This week Insight explores how we define success and failure.

2014-03-24_1626This week Insight explores how we define success and failure.

Host Jenny Brockie speaks to high-achievers from school, business and sports, as well as those who haven’t reached their goals, about the price and payoff of a ‘winning at all costs’ approach.

The guests also discuss the risks of creating a culture of underachievers by rewarding some people just for “trying”.

Navjot Singh expects her teenage daughter Avleen to spend most of her time at school, in tutoring or doing homework. She lets Avleen see her friends occasionally – but only if they are also high achievers.

Navjot hopes her daughter will one day complete at least a double degree in engineering and earn a good salary. Anything less is not an option.

Twenty nine-year-old Nicole Lee says her parents gave her only three career choices – doctor, dentist or lawyer. She dropped out of med school after a few years to pursue acting and her dad still calls her a failure.

Guests include:

Navjot & Avleen Singh
Navjot Singh believes it’s very important that her 15 year-old daughter, Avleen, succeeds academically, as this is the key to a good career. Avleen has had Maths and English tutoring since primary school, and does three hours of homework every day with her mother at her side. Avleen stopped doing sport so she could focus on her studies, and is only allowed to have friends who are also doing well at school. Navjot hopes that her daughter will be able to do a triple degree in engineering.

Leisel Jones
Australian swimming legend Leisel Jones sacrificed a lot for Olympic gold. She says that you have to give up almost everything in your life to win, and it’s a lonely journey to the top. Anything less than gold wasn’t good enough for her – coming in fourth place was devastating, especially when she had invested so much self-worth in the outcome.

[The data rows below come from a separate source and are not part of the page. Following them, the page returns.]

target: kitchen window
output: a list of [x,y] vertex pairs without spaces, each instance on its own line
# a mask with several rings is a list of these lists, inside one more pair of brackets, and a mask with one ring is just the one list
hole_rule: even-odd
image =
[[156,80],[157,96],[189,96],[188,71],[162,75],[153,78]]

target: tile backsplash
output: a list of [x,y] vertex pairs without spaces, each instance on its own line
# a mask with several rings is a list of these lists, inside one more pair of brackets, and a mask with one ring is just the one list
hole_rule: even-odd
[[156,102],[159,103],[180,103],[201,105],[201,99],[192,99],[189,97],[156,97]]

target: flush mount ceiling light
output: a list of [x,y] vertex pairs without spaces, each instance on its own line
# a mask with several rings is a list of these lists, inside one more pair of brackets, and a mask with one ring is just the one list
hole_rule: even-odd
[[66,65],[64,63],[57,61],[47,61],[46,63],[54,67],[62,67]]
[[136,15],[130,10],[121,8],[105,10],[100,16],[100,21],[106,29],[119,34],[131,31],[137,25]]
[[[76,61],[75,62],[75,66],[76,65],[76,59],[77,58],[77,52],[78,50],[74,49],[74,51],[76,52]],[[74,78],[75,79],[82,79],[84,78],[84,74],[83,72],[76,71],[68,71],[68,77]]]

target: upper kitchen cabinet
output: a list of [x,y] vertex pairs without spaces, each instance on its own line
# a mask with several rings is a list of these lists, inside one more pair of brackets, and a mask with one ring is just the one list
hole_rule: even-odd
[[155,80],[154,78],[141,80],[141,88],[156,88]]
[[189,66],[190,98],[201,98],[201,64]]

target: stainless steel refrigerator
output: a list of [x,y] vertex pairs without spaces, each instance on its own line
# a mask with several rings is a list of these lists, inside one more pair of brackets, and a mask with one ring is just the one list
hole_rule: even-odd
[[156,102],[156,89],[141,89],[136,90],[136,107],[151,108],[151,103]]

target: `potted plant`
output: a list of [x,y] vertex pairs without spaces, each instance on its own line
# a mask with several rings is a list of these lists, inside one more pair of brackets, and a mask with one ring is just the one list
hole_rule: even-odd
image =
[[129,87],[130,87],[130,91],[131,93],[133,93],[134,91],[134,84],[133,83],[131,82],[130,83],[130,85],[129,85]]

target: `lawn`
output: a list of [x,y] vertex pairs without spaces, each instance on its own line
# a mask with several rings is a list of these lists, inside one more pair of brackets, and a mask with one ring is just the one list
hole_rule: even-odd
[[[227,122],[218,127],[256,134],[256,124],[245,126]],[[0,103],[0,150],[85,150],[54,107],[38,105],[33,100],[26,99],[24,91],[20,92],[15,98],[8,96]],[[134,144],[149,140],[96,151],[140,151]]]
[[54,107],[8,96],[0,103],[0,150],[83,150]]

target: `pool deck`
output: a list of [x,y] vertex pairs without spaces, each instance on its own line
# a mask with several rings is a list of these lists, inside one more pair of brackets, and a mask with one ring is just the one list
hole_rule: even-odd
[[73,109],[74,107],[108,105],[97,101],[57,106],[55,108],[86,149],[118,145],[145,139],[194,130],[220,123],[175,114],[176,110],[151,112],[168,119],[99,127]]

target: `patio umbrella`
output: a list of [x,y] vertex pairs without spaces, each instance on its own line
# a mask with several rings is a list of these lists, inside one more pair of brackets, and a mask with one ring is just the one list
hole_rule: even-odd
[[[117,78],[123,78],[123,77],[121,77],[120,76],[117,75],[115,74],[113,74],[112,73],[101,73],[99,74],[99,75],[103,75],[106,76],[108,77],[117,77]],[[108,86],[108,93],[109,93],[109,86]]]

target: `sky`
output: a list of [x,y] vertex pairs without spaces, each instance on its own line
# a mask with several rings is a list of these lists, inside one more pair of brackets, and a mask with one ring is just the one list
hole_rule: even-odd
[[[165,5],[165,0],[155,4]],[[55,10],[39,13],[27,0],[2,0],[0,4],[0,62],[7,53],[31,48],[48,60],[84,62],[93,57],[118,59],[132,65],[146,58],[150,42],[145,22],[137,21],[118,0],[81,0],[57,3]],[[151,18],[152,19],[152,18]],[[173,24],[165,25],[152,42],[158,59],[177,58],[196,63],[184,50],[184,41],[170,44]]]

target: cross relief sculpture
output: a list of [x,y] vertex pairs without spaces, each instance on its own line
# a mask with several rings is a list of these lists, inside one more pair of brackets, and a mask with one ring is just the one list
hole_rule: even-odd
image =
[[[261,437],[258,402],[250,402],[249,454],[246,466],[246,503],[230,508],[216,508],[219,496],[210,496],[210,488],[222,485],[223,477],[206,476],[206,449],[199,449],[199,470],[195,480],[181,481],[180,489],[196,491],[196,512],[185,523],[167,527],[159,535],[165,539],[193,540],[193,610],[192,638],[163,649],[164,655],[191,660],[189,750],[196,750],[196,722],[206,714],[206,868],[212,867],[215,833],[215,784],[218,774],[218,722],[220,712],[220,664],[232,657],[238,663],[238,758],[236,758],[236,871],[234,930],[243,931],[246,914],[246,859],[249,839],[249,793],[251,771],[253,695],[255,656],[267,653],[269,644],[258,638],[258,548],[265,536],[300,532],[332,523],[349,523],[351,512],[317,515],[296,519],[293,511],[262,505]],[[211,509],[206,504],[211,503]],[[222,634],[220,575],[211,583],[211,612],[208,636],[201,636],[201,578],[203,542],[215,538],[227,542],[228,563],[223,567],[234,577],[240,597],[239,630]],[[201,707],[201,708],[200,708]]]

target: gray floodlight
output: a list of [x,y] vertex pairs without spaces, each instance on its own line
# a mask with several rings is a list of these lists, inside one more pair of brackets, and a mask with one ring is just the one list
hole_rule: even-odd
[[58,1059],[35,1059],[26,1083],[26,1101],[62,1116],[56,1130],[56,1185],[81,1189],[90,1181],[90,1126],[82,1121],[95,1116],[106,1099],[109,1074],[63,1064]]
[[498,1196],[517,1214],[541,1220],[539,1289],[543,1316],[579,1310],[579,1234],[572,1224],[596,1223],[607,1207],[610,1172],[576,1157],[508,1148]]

Gabriella Da Silva-Fick & her father Anthony Fick
Gabriella Da Silva-Fick, 13, is a rising tennis player who was scouted by Tennis Australia and won the Under 12 National Tennis Tournament last year. She trains twice daily, before and after school. Her father, Anthony, admits he pushes her. Gabriella accepts she has to make sacrifices to get to the top – her idol, Federer, would have done the same.

Nicole Lee
Nicole Lee says that from a young age, her parents told her she had three career choices – doctor, dentist or lawyer. She got into med school, but after four years dropped out to pursue a career in acting and writing. Nicole says her parents were devastated and, five years on, her dad still calls her a failure. She says she’s still not sure what being “successful” means.

Wenee Yap
When Wenee was seven years old and had a poor report card from school, her mother asked her “do you want to be mediocre or do you want to be great”. Wenee has never forgotten that moment. She says she’s glad her mother pushed her because children don’t have their own drive and determination.

Rebekka Tuqiri
Rebekka Tuqiri is a psychologist who holds stress management seminars for students completing Year 12. She says pressure is good when it’s motivating, but too much is damaging and the brain won’t perform well. She says students often approach her quite teary after her seminars and many are feeling a lot of anxiety.